ACADEMIA
National LambdaRail Selects CENIC to Provide Network Operations Services
California based CENIC will expand its long standing relationship with the nation’s premier advanced communications network
National LambdaRail (NLR) and the Corporation for Education Network Initiatives in California (CENIC) have agreed that CENIC would become the provider of Network Operations Center (NOC) services to NLR. NLR, which like CENIC is based in Southern California, is the nation’s premier advanced research communications network. It consists of over 12,000 miles of high performance optical fiber, linking research centers and government agencies across the country and capable of massive data transmission at speeds of up to 100 Gigabits per second.

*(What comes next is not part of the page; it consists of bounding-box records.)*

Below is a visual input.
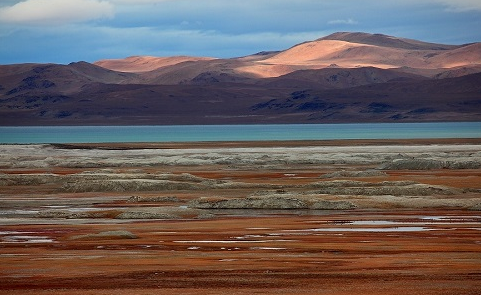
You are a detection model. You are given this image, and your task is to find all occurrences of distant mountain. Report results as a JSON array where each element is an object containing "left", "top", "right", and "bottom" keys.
[{"left": 0, "top": 32, "right": 481, "bottom": 125}]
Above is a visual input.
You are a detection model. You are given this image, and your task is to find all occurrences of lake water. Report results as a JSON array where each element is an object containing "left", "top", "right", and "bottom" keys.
[{"left": 0, "top": 122, "right": 481, "bottom": 144}]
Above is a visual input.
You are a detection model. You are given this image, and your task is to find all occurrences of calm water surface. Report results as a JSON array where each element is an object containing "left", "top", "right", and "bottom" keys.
[{"left": 0, "top": 122, "right": 481, "bottom": 144}]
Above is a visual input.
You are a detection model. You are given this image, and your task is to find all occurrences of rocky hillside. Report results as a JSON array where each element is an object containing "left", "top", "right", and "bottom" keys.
[{"left": 0, "top": 32, "right": 481, "bottom": 125}]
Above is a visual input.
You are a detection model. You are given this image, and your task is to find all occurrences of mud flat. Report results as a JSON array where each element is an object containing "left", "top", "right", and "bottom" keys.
[{"left": 0, "top": 139, "right": 481, "bottom": 295}]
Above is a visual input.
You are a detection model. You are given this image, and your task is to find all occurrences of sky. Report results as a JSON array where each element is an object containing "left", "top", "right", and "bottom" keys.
[{"left": 0, "top": 0, "right": 481, "bottom": 64}]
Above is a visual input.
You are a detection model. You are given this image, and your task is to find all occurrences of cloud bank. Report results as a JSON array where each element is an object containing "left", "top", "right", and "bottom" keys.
[{"left": 0, "top": 0, "right": 114, "bottom": 25}]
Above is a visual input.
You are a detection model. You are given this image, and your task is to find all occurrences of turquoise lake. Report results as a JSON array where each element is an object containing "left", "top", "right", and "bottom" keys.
[{"left": 0, "top": 122, "right": 481, "bottom": 144}]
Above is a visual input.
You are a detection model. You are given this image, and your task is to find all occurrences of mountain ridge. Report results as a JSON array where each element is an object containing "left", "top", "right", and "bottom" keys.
[{"left": 0, "top": 32, "right": 481, "bottom": 125}]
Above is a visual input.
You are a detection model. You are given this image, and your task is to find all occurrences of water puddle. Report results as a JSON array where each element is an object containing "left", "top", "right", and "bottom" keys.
[{"left": 2, "top": 235, "right": 54, "bottom": 244}]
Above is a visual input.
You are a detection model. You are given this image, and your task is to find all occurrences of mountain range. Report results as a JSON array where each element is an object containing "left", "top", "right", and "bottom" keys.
[{"left": 0, "top": 32, "right": 481, "bottom": 126}]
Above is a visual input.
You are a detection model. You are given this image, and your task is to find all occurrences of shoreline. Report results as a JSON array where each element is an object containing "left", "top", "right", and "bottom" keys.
[
  {"left": 47, "top": 138, "right": 481, "bottom": 150},
  {"left": 0, "top": 138, "right": 481, "bottom": 295}
]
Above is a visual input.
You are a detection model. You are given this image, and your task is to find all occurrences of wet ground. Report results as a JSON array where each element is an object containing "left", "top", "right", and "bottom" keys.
[{"left": 0, "top": 142, "right": 481, "bottom": 295}]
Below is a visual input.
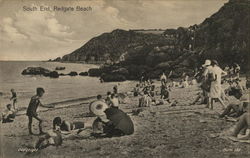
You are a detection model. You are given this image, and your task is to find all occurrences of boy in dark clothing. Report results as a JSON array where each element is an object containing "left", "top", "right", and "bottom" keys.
[
  {"left": 103, "top": 107, "right": 134, "bottom": 137},
  {"left": 26, "top": 88, "right": 53, "bottom": 134},
  {"left": 93, "top": 107, "right": 134, "bottom": 137},
  {"left": 219, "top": 102, "right": 249, "bottom": 118},
  {"left": 10, "top": 89, "right": 17, "bottom": 110},
  {"left": 2, "top": 104, "right": 16, "bottom": 123}
]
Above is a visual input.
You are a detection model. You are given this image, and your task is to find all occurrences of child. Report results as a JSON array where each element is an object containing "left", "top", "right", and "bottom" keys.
[
  {"left": 161, "top": 85, "right": 170, "bottom": 103},
  {"left": 53, "top": 117, "right": 84, "bottom": 132},
  {"left": 110, "top": 93, "right": 119, "bottom": 108},
  {"left": 2, "top": 104, "right": 16, "bottom": 123},
  {"left": 160, "top": 72, "right": 167, "bottom": 85},
  {"left": 26, "top": 87, "right": 53, "bottom": 134},
  {"left": 133, "top": 84, "right": 140, "bottom": 97},
  {"left": 139, "top": 91, "right": 152, "bottom": 107},
  {"left": 10, "top": 89, "right": 17, "bottom": 109},
  {"left": 113, "top": 85, "right": 118, "bottom": 94},
  {"left": 105, "top": 92, "right": 112, "bottom": 106}
]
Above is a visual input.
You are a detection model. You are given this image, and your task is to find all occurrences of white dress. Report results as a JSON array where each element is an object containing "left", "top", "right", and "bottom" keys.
[{"left": 209, "top": 66, "right": 225, "bottom": 98}]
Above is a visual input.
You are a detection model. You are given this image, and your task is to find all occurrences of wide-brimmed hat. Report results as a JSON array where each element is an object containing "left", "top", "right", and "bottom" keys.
[
  {"left": 89, "top": 100, "right": 108, "bottom": 116},
  {"left": 202, "top": 59, "right": 211, "bottom": 67},
  {"left": 211, "top": 60, "right": 219, "bottom": 65},
  {"left": 240, "top": 94, "right": 250, "bottom": 103}
]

CENIC is among a group of regional optical networks that founded NLR in 2002, and provides connectivity to over 10,600 research and educational institutions throughout California. CENIC has provided NOC services at the optical layer to NLR since the latter’s inception. Under the new, enhanced partnership between the two organizations, CENIC will now also provide switch, router, and engineering support desk NOC services.
“As a founding member of NLR, CENIC is excited to be assuming responsibility for the entire NLR Network Operations Center," said CENIC Chief Executive Officer, Louis Fox. "Providing this support will further our mutual interest in serving needs of the research community, including California's world class research universities, as well as those of over 200 research universities across the country that depend upon NLR.”
“It makes perfect sense for NLR and CENIC to work more closely together,” said NLR’s Chairman and CEO, Dr. Patrick Soon-Shiong, as he also welcomed the new agreement. “An expanded partnership will enable us to provide ever better service to the research and education community, to support all scientific research in our nation and in particular to support the massive data demands that genomic medicine will create as it transforms healthcare in the country.”
The Chan Soon-Shiong Institute for Advanced Health announced in July 2011 that it had committed some $100 million to NLR and would equip the network as the backbone of a “national health intranet” linking research centers and hospitals with genomic sequencing and high performance computing capabilities and dedicated medical data storage capacity, “bringing the power of supercomputing to the point of care.”